Os conflitos étnicos que assolaram o Cáucaso durante e após o colapso da União Soviética foram um reflexo de diferenças profundas, mas seguiram um período em que as diferentes nacionalidades, religiões e grupos étnicos puderam viver em relativa harmonia.
Mas à medida que o capitalismo começou a ser restaurado na região, o gatilho para a renovação dos conflitos foi muitas vezes encontrado na luta entre os diferentes setores da elite dominante pelo controle da riqueza e dos recursos naturais. Hoje em dia não é diferente. Seja em Baku autoritário ou no Erevã democrático liberal, as elites governantes estão defendendo seu poder e seus privilégios através da criação de sentimentos militaristas e tensões étnicas, um conflito complicado pela intervenção dos regimes autoritários da Turquia e da Rússia e a ganância das empresas ocidentais de petróleo e gás.
Quem pode parar a guerra
A guerra tem que ser detida, isso só pode ser feito, não confiando na intervenção de “mediadores” imperialistas, que durante trinta anos não conseguiram resolver o conflito, mas na mobilização ativa dos trabalhadores e da juventude de ambos os países em um poderoso movimento anti-guerra com manifestações e greves e na solidariedade ativa de movimentos similares na Rússia, na Turquia e em outros lugares. As potências estrangeiras não deveriam ter o direito de intervir na região.

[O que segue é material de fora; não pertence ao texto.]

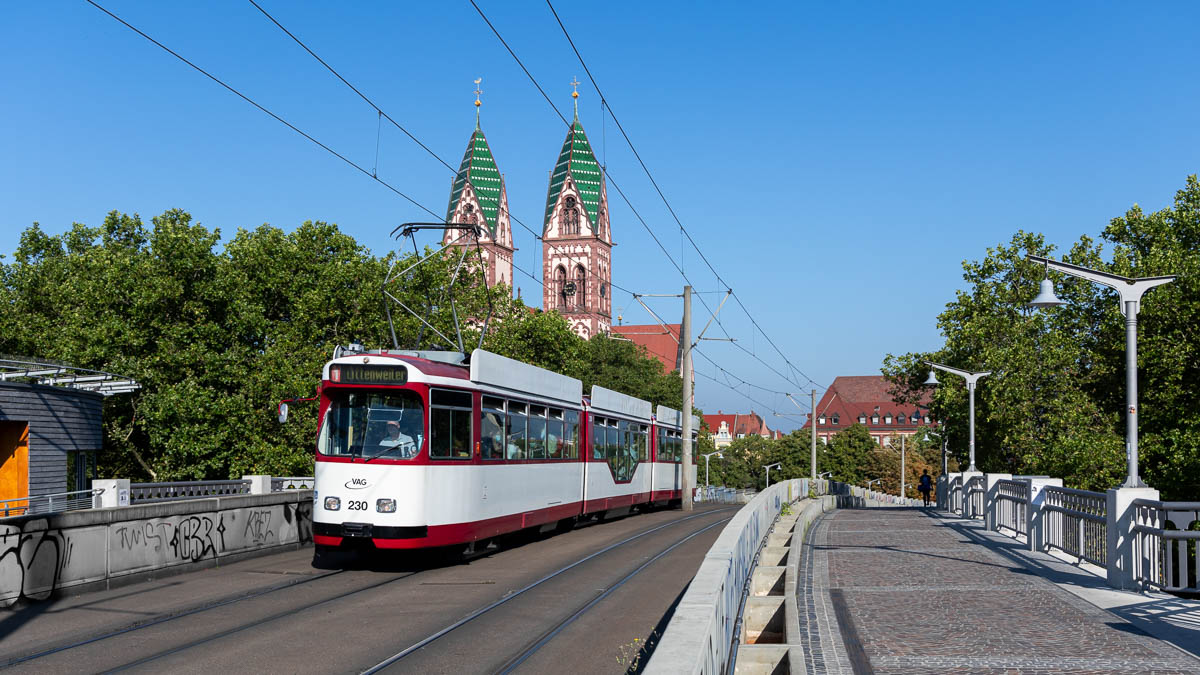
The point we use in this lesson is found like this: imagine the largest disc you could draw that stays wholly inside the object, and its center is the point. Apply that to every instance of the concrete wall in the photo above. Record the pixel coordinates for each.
(81, 550)
(60, 420)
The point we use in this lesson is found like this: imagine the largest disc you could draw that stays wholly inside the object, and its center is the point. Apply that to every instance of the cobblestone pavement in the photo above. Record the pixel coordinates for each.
(923, 598)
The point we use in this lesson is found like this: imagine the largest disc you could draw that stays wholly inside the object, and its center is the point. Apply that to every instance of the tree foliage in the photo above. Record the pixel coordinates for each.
(217, 334)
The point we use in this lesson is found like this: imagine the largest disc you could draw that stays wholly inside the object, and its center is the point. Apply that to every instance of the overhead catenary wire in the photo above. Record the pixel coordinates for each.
(661, 195)
(372, 174)
(383, 114)
(637, 214)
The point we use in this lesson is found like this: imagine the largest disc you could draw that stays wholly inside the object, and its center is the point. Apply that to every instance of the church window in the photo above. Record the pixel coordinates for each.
(561, 285)
(581, 278)
(570, 216)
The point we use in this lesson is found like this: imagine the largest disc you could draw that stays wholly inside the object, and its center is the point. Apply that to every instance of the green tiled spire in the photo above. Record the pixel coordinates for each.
(479, 167)
(577, 161)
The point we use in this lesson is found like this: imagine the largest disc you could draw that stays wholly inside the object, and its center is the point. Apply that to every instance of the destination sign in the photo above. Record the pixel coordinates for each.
(355, 374)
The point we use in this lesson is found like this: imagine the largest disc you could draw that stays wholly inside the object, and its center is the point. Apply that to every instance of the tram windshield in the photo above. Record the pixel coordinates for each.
(372, 424)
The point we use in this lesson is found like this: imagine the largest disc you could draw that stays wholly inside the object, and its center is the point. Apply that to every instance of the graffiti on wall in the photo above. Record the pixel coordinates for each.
(37, 559)
(31, 560)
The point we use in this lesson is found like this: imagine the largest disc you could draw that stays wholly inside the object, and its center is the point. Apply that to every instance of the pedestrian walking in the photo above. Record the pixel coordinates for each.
(925, 487)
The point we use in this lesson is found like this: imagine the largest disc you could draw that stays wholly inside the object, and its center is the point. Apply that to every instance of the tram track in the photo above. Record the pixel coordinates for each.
(552, 632)
(319, 583)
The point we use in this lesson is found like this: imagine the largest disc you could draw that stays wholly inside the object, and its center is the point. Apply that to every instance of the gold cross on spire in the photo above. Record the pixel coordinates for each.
(478, 103)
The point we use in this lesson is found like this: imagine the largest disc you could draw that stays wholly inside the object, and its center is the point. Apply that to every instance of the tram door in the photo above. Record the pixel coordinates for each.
(13, 465)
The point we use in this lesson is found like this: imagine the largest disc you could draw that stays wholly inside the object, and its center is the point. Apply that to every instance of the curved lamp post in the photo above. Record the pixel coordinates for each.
(971, 377)
(718, 453)
(1131, 291)
(768, 467)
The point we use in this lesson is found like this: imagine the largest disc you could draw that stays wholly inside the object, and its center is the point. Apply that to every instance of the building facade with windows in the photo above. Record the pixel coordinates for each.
(865, 400)
(576, 237)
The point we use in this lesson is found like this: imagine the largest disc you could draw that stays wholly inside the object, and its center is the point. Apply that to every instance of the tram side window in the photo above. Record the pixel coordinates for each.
(450, 416)
(537, 432)
(491, 431)
(555, 440)
(571, 425)
(517, 431)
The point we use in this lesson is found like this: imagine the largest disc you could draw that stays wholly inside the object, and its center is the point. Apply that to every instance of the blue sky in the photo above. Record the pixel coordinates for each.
(835, 162)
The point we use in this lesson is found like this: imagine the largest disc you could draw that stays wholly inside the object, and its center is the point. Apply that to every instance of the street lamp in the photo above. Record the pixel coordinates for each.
(718, 453)
(768, 467)
(971, 377)
(1131, 291)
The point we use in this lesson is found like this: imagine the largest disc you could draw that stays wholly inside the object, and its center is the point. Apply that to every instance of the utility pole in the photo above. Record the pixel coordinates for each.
(685, 345)
(813, 418)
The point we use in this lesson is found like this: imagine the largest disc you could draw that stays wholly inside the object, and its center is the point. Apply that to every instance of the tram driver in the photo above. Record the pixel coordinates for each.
(400, 442)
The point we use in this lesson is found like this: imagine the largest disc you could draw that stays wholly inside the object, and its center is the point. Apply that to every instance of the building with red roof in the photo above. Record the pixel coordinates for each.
(727, 428)
(864, 399)
(661, 341)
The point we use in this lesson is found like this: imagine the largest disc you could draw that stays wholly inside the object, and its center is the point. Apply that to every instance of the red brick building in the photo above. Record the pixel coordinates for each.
(864, 399)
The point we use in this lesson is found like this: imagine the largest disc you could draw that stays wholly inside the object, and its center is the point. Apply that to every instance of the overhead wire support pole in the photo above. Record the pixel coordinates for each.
(813, 419)
(685, 342)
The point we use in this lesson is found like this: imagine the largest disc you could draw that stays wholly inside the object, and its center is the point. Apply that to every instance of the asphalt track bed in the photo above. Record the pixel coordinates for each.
(347, 621)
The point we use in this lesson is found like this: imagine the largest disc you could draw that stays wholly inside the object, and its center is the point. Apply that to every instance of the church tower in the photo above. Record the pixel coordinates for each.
(478, 196)
(576, 240)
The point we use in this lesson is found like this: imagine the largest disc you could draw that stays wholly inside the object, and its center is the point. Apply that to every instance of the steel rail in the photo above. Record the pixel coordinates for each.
(552, 633)
(161, 620)
(489, 608)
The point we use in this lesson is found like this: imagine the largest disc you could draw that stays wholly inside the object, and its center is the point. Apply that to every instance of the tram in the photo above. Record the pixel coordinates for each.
(424, 449)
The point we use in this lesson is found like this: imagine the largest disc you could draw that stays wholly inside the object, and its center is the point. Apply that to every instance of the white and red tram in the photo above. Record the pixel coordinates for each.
(419, 449)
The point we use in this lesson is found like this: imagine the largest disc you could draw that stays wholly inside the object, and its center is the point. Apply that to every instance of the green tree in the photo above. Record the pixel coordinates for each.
(1055, 401)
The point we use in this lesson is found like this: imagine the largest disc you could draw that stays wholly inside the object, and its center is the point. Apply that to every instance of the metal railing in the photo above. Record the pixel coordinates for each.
(954, 494)
(293, 483)
(1077, 523)
(1013, 506)
(717, 495)
(975, 493)
(151, 493)
(57, 502)
(1165, 544)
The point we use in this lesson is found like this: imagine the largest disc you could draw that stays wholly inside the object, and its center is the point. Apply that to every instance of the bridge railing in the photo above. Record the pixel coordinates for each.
(1013, 506)
(1139, 541)
(175, 490)
(975, 494)
(57, 502)
(954, 495)
(1077, 524)
(1165, 543)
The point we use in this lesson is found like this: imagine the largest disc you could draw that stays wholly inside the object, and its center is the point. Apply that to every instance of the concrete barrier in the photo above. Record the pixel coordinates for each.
(42, 555)
(700, 637)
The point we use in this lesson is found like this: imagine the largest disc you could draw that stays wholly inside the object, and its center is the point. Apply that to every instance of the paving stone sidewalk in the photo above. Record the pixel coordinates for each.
(915, 595)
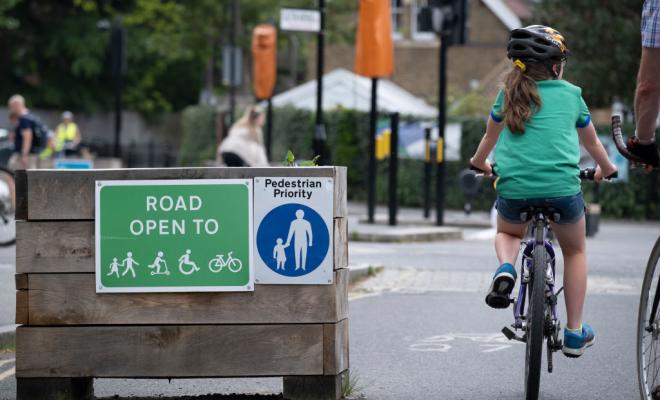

Porém, para acabar com a guerra, as causas da guerra precisam ser removidas. Não deve haver mais brigas da elite dominante sobre como roubar a riqueza e os recursos naturais da região. Esses, incluindo os campos de petróleo e gás e os oleodutos, devem ser tornados em propriedade pública com uma economia democraticamente planificada e utilizada para o benefício de todos os povos da região.
Os governos da região, sejam “autoritários” ou “democráticos”, não representam os interesses das pessoas comuns. São necessários partidos de massa da classe trabalhadora, mulheres, jovens e outras camadas oprimidas para tomar o poder político em suas próprias mãos.
A divisão dos trabalhadores e da juventude em linhas nacionais ou étnicas tem que acabar. Sindicatos independentes, partidos de trabalhadores ou comitês de defesa para resistir à guerra devem ser organizados com base no princípio da “unidade dos trabalhadores”, atravessando as tentativas da elite dominante de nos dividir. Isto permitiria uma autodeterminação genuína – o direito dos povos de decidir como vivem sem conflitos étnicos ou limpezas.
Tudo isso leva à conclusão de que o Cáucaso deveria ser libertado da exploração, repressão e conflito, pondo fim ao capitalismo e substituindo-o por uma sociedade socialista genuinamente democrática em uma federação voluntária de estados socialistas.